Cette église, à trois nefs égales, présente un type d’édifice utilitaire voûté en bois, au temps où le même procédé était employé au Palais de Justice, pour les besoins civils. Les murailles y sont réduites à leur plus simple expression, les piles affectent les contrecourbes les plus favorables au dégagement de la vue...

Quel enchantement émanait de l'éclat de ces parois translucides reconstituées au XIXe siècle par un zèle dévot avec plus de somptuosité que de bonheur.

Le vieil historien Farin attaché au clergé de cette paroisse se complaisait évidemment à les célébrer ; il citait même le dicton populaire appliqué à un bon vin, comme le su­perlatif le plus flatteur “Il est de la couleur des vitres de Saint-Godard”.

Quelques témoins en demeurent, le reste a été dispersé ou brisé à la Révolution. Mais ces témoins sont d’importance, ils rutilent aux énormes pignons des nefs latérales; l’un consacré à la vie de saint Romain présente, avec un piment de naïveté, des formes déjà
fortement imprégnées d’italianisme ; l’autre, un Arbre de Jessé, rendu à l’œuvre d’un artiste néerlandais, Arnoult de Nimègue, par la science de M. Jean Lafond, justifierait à lui seul le dicton.

Les branches issues du vieux patriarche supportent les rois de Juda, parés de costumes merveilleux.
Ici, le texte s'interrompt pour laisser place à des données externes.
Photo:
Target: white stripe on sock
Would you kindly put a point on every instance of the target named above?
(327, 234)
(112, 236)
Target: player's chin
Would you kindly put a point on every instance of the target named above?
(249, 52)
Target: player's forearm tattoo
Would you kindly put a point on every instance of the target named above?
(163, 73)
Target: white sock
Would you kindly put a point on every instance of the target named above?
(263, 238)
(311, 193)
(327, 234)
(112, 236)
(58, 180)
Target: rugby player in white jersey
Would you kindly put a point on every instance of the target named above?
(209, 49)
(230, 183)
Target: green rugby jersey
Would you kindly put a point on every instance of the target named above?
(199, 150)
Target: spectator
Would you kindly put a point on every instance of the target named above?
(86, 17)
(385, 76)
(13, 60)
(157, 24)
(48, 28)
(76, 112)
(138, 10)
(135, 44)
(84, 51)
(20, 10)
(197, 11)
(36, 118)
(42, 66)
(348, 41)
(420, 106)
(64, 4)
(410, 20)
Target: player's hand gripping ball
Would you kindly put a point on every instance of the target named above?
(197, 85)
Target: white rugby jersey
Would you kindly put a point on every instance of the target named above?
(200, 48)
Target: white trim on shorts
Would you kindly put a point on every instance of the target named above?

S’il demeurait la seule décoration translucide de Rouen, quelle célébrité connaîtrait ce vitrail! On le passe généralement sous silence, comme la petite crypte du XVe siècle, témoin rajeuni d’un antique édifice, comme la porte de bois gigantesque ou­verte dans la muraille sud et dont le décor gothique est complètement inconnu des Rouennais.